Glen Krutz serves as dean of the Oklahoma State University College of Arts and Sciences (CAS). He is also a professor in the Department of Political Science and the Puterbaugh Foundation Chair. As dean of CAS, he leads OSU’s largest college, which provides instruction to all OSU students and includes well over 100 degree programs in the humanities, fine and performing arts, social sciences, and natural sciences and mathematics, as well as a variety of centers serving the entire university.
Krutz and the CAS leadership team utilize a data-driven approach as they
strive—together with the outstanding department heads, faculty and staff—to improve individual student success, maximize faculty and staff impact, and deliver significant community engagement. Recent initiatives include holding General Education teaching workshops, re-envisioning large freshman classes, expanding need-based scholarships for continuing CAS students, increasing experiential learning opportunities (internships, study abroad), establishing a CAS faculty fellow for diversity, equity and inclusion to oversee the Equity Advocates program, investing more heavily in faculty start-up and summer research grants, supporting external pre-review of research grant proposals, supporting subvention publication funding, increasing instructional and research partnerships with OSU-Tulsa, expanding OSU’s concurrent enrollment offerings to high school students in all 77 Oklahoma counties through the new Cowboy Concurrent Online, and increasing the number of fine arts performances for the Stillwater community and all of Oklahoma.

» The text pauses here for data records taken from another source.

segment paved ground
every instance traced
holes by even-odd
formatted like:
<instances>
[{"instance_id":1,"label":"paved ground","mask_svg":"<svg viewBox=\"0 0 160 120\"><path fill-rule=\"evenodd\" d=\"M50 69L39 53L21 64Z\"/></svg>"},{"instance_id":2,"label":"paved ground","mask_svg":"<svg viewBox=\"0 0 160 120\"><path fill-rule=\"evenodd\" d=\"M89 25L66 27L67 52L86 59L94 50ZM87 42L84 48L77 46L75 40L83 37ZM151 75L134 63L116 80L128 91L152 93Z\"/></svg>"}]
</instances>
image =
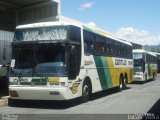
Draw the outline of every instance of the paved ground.
<instances>
[{"instance_id":1,"label":"paved ground","mask_svg":"<svg viewBox=\"0 0 160 120\"><path fill-rule=\"evenodd\" d=\"M129 115L134 114L141 118L144 113L160 114L160 75L155 81L146 84L130 84L127 90L121 92L109 90L94 94L92 100L84 104L77 100L70 102L20 101L15 106L0 108L0 114L23 114L24 116L32 114L31 118L39 116L39 119L44 119L44 117L49 119L53 117L53 114L55 118L61 119L66 116L59 114L67 114L70 115L67 118L76 118L76 120L83 117L91 119L93 116L96 120L96 117L101 114L104 114L101 118L106 118L107 114L109 119L131 119L132 116ZM71 114L75 115L71 117ZM85 116L86 114L92 115Z\"/></svg>"}]
</instances>

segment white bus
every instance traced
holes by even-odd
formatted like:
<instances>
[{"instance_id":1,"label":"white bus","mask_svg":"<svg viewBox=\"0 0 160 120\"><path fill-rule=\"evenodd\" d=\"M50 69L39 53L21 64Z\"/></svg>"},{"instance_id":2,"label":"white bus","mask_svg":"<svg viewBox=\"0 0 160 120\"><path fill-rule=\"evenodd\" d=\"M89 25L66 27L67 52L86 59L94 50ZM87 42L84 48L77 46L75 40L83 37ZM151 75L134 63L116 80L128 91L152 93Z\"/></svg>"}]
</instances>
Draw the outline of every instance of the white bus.
<instances>
[{"instance_id":1,"label":"white bus","mask_svg":"<svg viewBox=\"0 0 160 120\"><path fill-rule=\"evenodd\" d=\"M133 81L132 45L88 25L46 22L16 28L11 99L69 100Z\"/></svg>"},{"instance_id":2,"label":"white bus","mask_svg":"<svg viewBox=\"0 0 160 120\"><path fill-rule=\"evenodd\" d=\"M143 49L133 50L134 81L146 82L157 76L156 54Z\"/></svg>"}]
</instances>

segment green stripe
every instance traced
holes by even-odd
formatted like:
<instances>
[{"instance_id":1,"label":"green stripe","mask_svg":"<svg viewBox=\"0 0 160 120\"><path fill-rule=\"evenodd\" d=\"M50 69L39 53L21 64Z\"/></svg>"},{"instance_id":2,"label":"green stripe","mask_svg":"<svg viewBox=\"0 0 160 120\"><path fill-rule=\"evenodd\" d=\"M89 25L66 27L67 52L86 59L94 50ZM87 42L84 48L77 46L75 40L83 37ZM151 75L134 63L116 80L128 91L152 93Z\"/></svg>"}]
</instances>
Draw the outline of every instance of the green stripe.
<instances>
[{"instance_id":1,"label":"green stripe","mask_svg":"<svg viewBox=\"0 0 160 120\"><path fill-rule=\"evenodd\" d=\"M96 68L97 68L102 89L111 88L113 85L112 85L111 74L110 74L110 70L108 69L109 65L106 57L94 56L94 60L96 63Z\"/></svg>"}]
</instances>

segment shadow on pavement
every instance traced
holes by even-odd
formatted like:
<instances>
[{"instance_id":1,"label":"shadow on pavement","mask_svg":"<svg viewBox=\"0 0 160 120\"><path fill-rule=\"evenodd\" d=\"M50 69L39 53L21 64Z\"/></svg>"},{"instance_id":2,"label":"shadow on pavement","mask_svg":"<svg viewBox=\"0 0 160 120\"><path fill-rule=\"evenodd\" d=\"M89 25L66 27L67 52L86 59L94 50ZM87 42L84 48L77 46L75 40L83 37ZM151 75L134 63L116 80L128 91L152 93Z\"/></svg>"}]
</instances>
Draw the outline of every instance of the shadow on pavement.
<instances>
[{"instance_id":1,"label":"shadow on pavement","mask_svg":"<svg viewBox=\"0 0 160 120\"><path fill-rule=\"evenodd\" d=\"M145 81L133 81L130 84L143 85L143 84L147 84L147 83L150 83L150 82L153 82L153 81L154 81L153 79L147 80L146 82Z\"/></svg>"},{"instance_id":2,"label":"shadow on pavement","mask_svg":"<svg viewBox=\"0 0 160 120\"><path fill-rule=\"evenodd\" d=\"M130 89L129 87L127 89ZM127 90L126 89L126 90ZM118 89L108 89L102 92L94 93L91 96L91 101L98 98L106 97L113 93L119 92ZM8 100L8 106L21 108L40 108L40 109L68 109L80 105L81 98L76 98L69 101L43 101L43 100Z\"/></svg>"},{"instance_id":3,"label":"shadow on pavement","mask_svg":"<svg viewBox=\"0 0 160 120\"><path fill-rule=\"evenodd\" d=\"M144 115L142 120L160 120L160 99L152 106L152 108Z\"/></svg>"}]
</instances>

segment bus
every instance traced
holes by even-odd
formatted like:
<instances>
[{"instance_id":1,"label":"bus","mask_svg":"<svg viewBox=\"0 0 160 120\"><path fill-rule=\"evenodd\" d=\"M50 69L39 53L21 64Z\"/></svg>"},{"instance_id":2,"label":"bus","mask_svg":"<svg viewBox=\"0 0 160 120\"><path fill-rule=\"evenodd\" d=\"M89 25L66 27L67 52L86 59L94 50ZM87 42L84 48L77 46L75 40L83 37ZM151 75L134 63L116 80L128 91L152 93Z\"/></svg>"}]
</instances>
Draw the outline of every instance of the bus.
<instances>
[{"instance_id":1,"label":"bus","mask_svg":"<svg viewBox=\"0 0 160 120\"><path fill-rule=\"evenodd\" d=\"M11 100L87 102L92 93L133 81L132 45L87 24L44 22L16 28Z\"/></svg>"},{"instance_id":2,"label":"bus","mask_svg":"<svg viewBox=\"0 0 160 120\"><path fill-rule=\"evenodd\" d=\"M146 82L157 76L157 57L153 52L143 49L133 50L134 81Z\"/></svg>"}]
</instances>

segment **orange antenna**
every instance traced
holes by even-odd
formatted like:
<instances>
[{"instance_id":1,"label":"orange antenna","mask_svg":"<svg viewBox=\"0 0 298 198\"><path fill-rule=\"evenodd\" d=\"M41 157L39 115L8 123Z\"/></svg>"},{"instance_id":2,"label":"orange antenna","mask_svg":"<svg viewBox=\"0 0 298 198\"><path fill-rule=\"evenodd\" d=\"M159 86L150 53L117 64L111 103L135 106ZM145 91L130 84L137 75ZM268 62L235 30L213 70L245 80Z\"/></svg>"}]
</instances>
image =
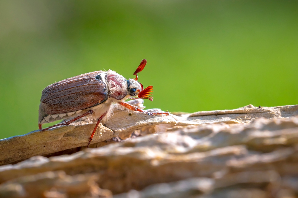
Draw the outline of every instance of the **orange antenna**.
<instances>
[{"instance_id":1,"label":"orange antenna","mask_svg":"<svg viewBox=\"0 0 298 198\"><path fill-rule=\"evenodd\" d=\"M153 86L148 86L139 93L138 95L138 97L139 98L148 99L151 101L153 101L153 97L150 95L152 95L150 94L150 92L153 92Z\"/></svg>"},{"instance_id":2,"label":"orange antenna","mask_svg":"<svg viewBox=\"0 0 298 198\"><path fill-rule=\"evenodd\" d=\"M146 64L147 63L147 60L146 59L143 59L141 61L140 65L139 66L138 68L136 68L136 71L134 73L134 75L135 75L135 80L137 80L138 78L138 73L141 72L143 70L145 66L146 66Z\"/></svg>"}]
</instances>

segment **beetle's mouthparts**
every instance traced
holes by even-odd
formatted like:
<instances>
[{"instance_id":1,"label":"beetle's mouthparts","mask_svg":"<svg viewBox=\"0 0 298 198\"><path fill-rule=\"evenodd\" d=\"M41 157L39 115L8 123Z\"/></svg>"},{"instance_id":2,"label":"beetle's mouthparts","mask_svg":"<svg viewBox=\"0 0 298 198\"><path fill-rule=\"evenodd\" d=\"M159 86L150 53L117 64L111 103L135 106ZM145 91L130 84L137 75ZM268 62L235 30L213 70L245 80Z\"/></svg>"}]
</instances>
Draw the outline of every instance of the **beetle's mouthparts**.
<instances>
[{"instance_id":1,"label":"beetle's mouthparts","mask_svg":"<svg viewBox=\"0 0 298 198\"><path fill-rule=\"evenodd\" d=\"M152 95L150 93L153 92L153 86L148 86L139 93L138 95L138 97L140 98L148 99L151 101L153 101L153 97L150 95Z\"/></svg>"}]
</instances>

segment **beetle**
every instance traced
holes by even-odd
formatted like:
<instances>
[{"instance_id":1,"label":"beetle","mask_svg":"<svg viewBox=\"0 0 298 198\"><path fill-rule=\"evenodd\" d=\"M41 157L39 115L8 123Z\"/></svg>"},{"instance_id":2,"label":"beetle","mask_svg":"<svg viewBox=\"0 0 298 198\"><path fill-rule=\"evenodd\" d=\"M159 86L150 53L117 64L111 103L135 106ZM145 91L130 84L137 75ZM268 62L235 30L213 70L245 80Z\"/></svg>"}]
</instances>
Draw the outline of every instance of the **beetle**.
<instances>
[{"instance_id":1,"label":"beetle","mask_svg":"<svg viewBox=\"0 0 298 198\"><path fill-rule=\"evenodd\" d=\"M92 114L97 119L89 139L89 147L100 123L111 115L111 105L118 104L129 110L148 115L169 115L168 112L151 113L125 102L138 98L153 100L150 95L153 87L144 89L138 81L138 73L145 67L146 59L142 60L133 75L128 80L111 70L96 71L74 76L50 85L42 91L38 110L38 128L45 131L57 126L68 125ZM42 129L44 123L63 120L64 122Z\"/></svg>"}]
</instances>

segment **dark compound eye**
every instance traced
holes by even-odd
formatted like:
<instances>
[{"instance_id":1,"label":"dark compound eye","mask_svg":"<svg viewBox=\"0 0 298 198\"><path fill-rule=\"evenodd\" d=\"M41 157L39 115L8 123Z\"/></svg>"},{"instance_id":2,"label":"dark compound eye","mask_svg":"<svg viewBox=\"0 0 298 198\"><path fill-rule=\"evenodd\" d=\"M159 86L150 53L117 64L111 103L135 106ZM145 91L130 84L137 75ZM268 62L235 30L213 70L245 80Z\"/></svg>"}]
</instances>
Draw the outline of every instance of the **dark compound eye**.
<instances>
[{"instance_id":1,"label":"dark compound eye","mask_svg":"<svg viewBox=\"0 0 298 198\"><path fill-rule=\"evenodd\" d=\"M103 80L103 79L101 79L101 76L100 76L100 74L97 76L96 77L95 77L95 78L98 80Z\"/></svg>"},{"instance_id":2,"label":"dark compound eye","mask_svg":"<svg viewBox=\"0 0 298 198\"><path fill-rule=\"evenodd\" d=\"M129 92L131 93L133 93L136 92L136 89L134 88L131 89L129 90Z\"/></svg>"}]
</instances>

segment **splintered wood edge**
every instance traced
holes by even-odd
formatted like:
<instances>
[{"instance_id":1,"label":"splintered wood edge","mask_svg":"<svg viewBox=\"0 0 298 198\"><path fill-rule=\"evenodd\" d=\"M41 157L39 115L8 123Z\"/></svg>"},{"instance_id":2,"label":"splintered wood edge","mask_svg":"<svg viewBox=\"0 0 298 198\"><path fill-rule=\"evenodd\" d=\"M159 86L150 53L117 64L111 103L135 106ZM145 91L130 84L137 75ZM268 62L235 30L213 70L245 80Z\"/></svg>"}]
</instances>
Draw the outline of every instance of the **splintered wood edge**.
<instances>
[{"instance_id":1,"label":"splintered wood edge","mask_svg":"<svg viewBox=\"0 0 298 198\"><path fill-rule=\"evenodd\" d=\"M286 114L290 112L290 116L298 115L298 105L288 105L272 107L254 107L252 104L231 110L216 110L215 111L199 111L183 115L185 117L192 117L206 115L216 115L231 114L244 113L258 113L272 112L280 114L282 117L288 117ZM285 116L283 116L285 114Z\"/></svg>"},{"instance_id":2,"label":"splintered wood edge","mask_svg":"<svg viewBox=\"0 0 298 198\"><path fill-rule=\"evenodd\" d=\"M142 108L144 108L143 102L141 99L132 102L135 106ZM148 110L161 112L159 109ZM99 126L91 142L96 143L110 139L121 133L127 133L144 127L164 124L174 126L221 122L226 123L250 122L255 118L249 118L245 121L242 121L239 119L238 116L258 113L260 113L260 116L267 118L288 117L298 115L298 105L259 108L250 105L235 110L199 112L182 114L180 116L170 114L168 116L162 115L152 116L139 112L115 110L114 115L109 120L104 123L104 125L101 124ZM226 116L223 118L208 116L217 115ZM205 116L204 120L199 118L199 116ZM24 135L0 140L0 165L15 163L34 156L44 156L86 146L96 124L93 123L94 121L88 119L80 119L72 125L43 132L35 131Z\"/></svg>"}]
</instances>

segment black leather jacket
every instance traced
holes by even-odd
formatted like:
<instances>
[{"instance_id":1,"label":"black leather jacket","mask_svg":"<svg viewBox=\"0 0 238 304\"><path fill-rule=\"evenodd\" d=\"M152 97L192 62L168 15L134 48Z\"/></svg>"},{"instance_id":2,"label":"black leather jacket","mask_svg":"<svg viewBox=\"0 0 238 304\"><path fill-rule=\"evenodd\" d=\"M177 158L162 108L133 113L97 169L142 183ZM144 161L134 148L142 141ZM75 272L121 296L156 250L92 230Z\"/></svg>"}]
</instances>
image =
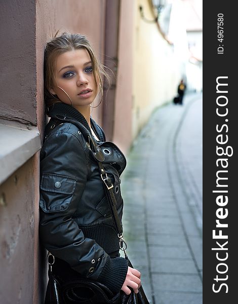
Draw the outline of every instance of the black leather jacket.
<instances>
[{"instance_id":1,"label":"black leather jacket","mask_svg":"<svg viewBox=\"0 0 238 304\"><path fill-rule=\"evenodd\" d=\"M81 276L117 292L128 263L118 253L117 233L88 139L89 127L81 114L65 104L55 104L49 116L41 152L41 241ZM77 125L65 122L68 120ZM100 139L103 166L113 181L121 220L120 176L126 159L115 144L106 141L103 130L92 119L91 123Z\"/></svg>"}]
</instances>

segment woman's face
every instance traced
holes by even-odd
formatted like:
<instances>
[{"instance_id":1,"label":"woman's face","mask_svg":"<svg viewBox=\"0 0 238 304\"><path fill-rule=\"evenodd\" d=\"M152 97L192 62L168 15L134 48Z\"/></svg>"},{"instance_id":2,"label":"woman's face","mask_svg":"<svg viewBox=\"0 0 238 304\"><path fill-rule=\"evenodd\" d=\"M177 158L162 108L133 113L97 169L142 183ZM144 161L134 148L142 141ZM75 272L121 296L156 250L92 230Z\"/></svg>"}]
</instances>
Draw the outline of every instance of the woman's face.
<instances>
[{"instance_id":1,"label":"woman's face","mask_svg":"<svg viewBox=\"0 0 238 304\"><path fill-rule=\"evenodd\" d=\"M90 56L85 49L69 51L56 58L55 79L50 93L80 109L89 106L97 94Z\"/></svg>"}]
</instances>

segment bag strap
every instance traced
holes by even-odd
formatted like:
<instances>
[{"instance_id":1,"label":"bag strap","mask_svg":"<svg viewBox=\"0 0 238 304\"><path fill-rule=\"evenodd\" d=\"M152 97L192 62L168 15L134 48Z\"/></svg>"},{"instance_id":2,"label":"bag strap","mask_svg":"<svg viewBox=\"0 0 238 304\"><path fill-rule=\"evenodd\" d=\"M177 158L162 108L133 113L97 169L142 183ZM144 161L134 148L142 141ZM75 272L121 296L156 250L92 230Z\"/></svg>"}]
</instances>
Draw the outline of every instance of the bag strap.
<instances>
[{"instance_id":1,"label":"bag strap","mask_svg":"<svg viewBox=\"0 0 238 304\"><path fill-rule=\"evenodd\" d=\"M94 138L91 138L93 141L94 145L96 145L98 148L101 149L101 148L97 145L97 143ZM101 175L101 178L103 182L103 187L107 198L107 200L111 212L111 216L113 220L115 227L117 233L117 237L119 241L119 246L120 249L124 252L125 257L127 258L127 254L126 252L126 249L127 248L127 245L125 240L123 238L123 230L121 221L119 219L118 216L117 210L116 210L116 200L115 198L115 195L113 191L113 185L111 181L111 179L108 176L106 172L106 170L102 163L102 161L98 160L98 158L95 158L98 163L98 168Z\"/></svg>"}]
</instances>

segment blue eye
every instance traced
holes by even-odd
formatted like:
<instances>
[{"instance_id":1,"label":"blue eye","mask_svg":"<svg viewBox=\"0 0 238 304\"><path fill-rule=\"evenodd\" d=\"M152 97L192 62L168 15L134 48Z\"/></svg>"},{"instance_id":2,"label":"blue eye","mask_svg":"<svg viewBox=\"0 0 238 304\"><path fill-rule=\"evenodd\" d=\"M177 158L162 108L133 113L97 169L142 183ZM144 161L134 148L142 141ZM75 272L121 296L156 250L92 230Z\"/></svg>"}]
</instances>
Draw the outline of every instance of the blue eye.
<instances>
[{"instance_id":1,"label":"blue eye","mask_svg":"<svg viewBox=\"0 0 238 304\"><path fill-rule=\"evenodd\" d=\"M64 78L70 78L70 77L72 77L72 76L74 74L72 72L67 72L67 73L65 73L63 74L63 77L64 77Z\"/></svg>"},{"instance_id":2,"label":"blue eye","mask_svg":"<svg viewBox=\"0 0 238 304\"><path fill-rule=\"evenodd\" d=\"M86 67L85 70L86 73L91 73L93 71L93 67L89 66L88 67Z\"/></svg>"}]
</instances>

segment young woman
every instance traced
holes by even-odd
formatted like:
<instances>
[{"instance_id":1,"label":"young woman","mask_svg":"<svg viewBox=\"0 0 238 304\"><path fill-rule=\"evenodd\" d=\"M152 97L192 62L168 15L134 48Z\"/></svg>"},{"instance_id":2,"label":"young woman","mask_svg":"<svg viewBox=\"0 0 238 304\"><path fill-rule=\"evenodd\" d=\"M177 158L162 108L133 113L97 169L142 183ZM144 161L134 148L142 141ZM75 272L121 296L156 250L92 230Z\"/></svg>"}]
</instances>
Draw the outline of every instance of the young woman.
<instances>
[{"instance_id":1,"label":"young woman","mask_svg":"<svg viewBox=\"0 0 238 304\"><path fill-rule=\"evenodd\" d=\"M55 256L54 272L63 281L86 278L114 293L122 290L129 294L129 287L138 292L140 274L120 256L93 153L92 141L103 154L121 221L120 176L126 159L90 117L91 105L102 93L102 74L107 77L85 36L63 33L47 44L45 98L51 119L41 153L40 238Z\"/></svg>"}]
</instances>

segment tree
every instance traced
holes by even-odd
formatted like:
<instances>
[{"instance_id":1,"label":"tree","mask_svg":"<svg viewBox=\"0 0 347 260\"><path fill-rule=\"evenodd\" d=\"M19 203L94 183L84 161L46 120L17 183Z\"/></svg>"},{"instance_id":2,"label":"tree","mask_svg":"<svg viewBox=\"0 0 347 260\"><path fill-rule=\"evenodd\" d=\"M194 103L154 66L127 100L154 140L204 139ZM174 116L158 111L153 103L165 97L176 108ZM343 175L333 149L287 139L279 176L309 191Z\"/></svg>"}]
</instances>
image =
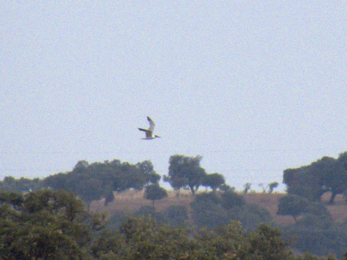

Krutz previously served as senior vice provost at the University of Oklahoma, where he oversaw instruction, student success (retention/graduation), research compliance, and State Regents’ matters. During his tenure, new records were set for freshman retention and graduation, large GenEd classes were revitalized, new niche graduate programs were launched, student advisement incorporated coaching, human subjects and lab animal research regulatory processes were improved, and course transfer and articulation agreements were expanded across Oklahoma. He moved into his first leadership role at OU in 2005 as associate director of the Carl Albert Congressional Research & Studies Center. He joined the provost’s office in 2010 as a faculty fellow and was appointed a vice provost in 2013. Krutz and his wife, Julie, lived as faculty-in-residence at OU’s Headington Hall, where they mentored the student residents.
He held his first faculty position at Arizona State University, spending fall and spring semesters in Tempe and summers in DC with ASU students as director of the ASU-in-Washington Program. His public service orientation pre-dates his professorial career, including work as a legislative staffer in the U.S. Senate on Capitol Hill and later as an analyst and special assistant to the Chancellor of Nevada’s higher education system.
Krutz earned each of his college degrees at land-grant institutions. He earned a Bachelor of Arts (B.A.) degree in political science and speech communication from the University of Nevada, Reno, where he served as student body president. He also earned a Master of Public Administration (M.P.A.) from Nevada. He earned his Ph.D. in political science from Texas A&M University.
His teaching and research fields are political institutions, public policy and administration, and research methods. His books include Hitching a Ride: Omnibus Legislating in the U.S. Congress (The Ohio State University Press), Treaty Politics and the Rise of Executive Agreements: International Commitments in a System of Shared Powers (University of Michigan Press), and the popular and free open-source text American Government (OpenStax/Rice University). He has two book projects in the works—one on disengagement in the U.S. Congress and the other a history of the U.S. Senate’s Committee on Indian Affairs. An award-winning instructor, Krutz continues to teach each semester in Stillwater.